Andrew realized that a lot of the work he was doing previously focused on individual, downstream issues without looking upstream at the social factors that caused the issues in the first place. There was no opportunity to investigate the methodologies that could address problems at the source.
This realization led him to consider getting a Master of Public Health degree. During his time working in mental health, in particular, Andrew realized that many of the systemic issues he was encountering were reflective of public health.
“I saw how very minor interactions could have a huge impact on mental health outcomes,” Andrew explains. “Like rapport building, trust, having your basic needs met—all of those have such a huge impact on mental health, and it all has to do with public health.”
The UNC Asheville-UNC Gillings MPH Program at MAHEC stood out to Andrew for its effort to integrate community-centered public health response and emphasis on anti-racism work. He felt that the collaborative nature of the program between the two universities and MAHEC would provide more creative engagement than a traditional MPH program.

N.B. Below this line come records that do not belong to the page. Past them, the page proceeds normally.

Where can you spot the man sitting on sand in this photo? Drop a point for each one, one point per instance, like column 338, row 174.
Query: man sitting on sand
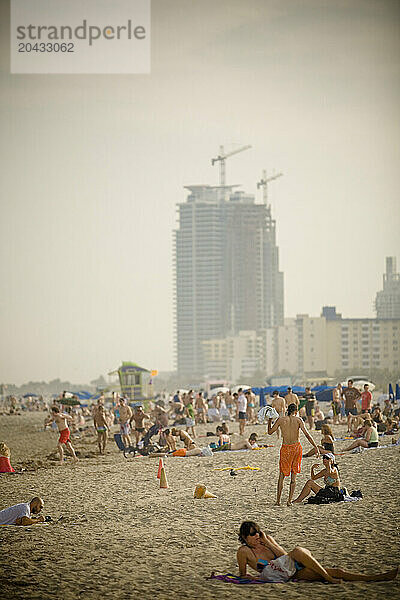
column 262, row 553
column 60, row 419
column 20, row 514
column 291, row 450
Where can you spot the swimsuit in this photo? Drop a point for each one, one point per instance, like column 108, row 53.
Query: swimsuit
column 5, row 465
column 290, row 458
column 64, row 436
column 328, row 446
column 329, row 481
column 125, row 428
column 278, row 570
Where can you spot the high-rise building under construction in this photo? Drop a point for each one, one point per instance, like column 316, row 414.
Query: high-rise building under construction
column 227, row 276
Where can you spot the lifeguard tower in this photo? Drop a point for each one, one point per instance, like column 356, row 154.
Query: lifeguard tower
column 134, row 381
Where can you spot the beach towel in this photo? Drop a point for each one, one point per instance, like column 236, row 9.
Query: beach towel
column 230, row 578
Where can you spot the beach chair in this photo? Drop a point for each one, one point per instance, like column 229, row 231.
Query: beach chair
column 124, row 449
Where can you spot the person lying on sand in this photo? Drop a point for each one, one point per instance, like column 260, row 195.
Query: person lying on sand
column 20, row 514
column 330, row 474
column 263, row 554
column 370, row 439
column 250, row 444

Andrew decided to also apply to the AHEC Scholars Program at MAHEC as a way to connect with future healthcare professionals across multiple disciplines. He admits that he didn’t know much about AHEC Scholars when he applied, but Jacquelyn Hallum, former Director of Health Careers and Diversity Education at MAHEC, thought it would be a good fit for students in the MPH program, and that was enough to convince him. It turns out she was right.
Andrew is currently finishing his first year of both the MPH and AHEC Scholars programs and says the two have gone hand in hand. While, so far, the MPH program has focused on learning methodologies and theories, AHEC Scholars has provided many networking opportunities.
AHEC Scholars allows Andrew to work on the ground with healthcare professionals who are applying the principles he’s learning in the MPH program. And while AHEC Scholars focuses on what’s happening in healthcare locally, the MPH program provides context on the types of issues and interventions being exercised across the state.
When thinking about the kind of work he wants to do in public health, Andrew turns the focus back to the community: “It seems like there are a lot of different roles that are present when addressing a community’s hopes for itself. And hope is such an integral part of health: What do you want for yourself? What does health even mean or look like to a group?"
“I hope that the relationships I can build in public health will offer opportunities to leverage funding from powerholders towards actions taken by community members.”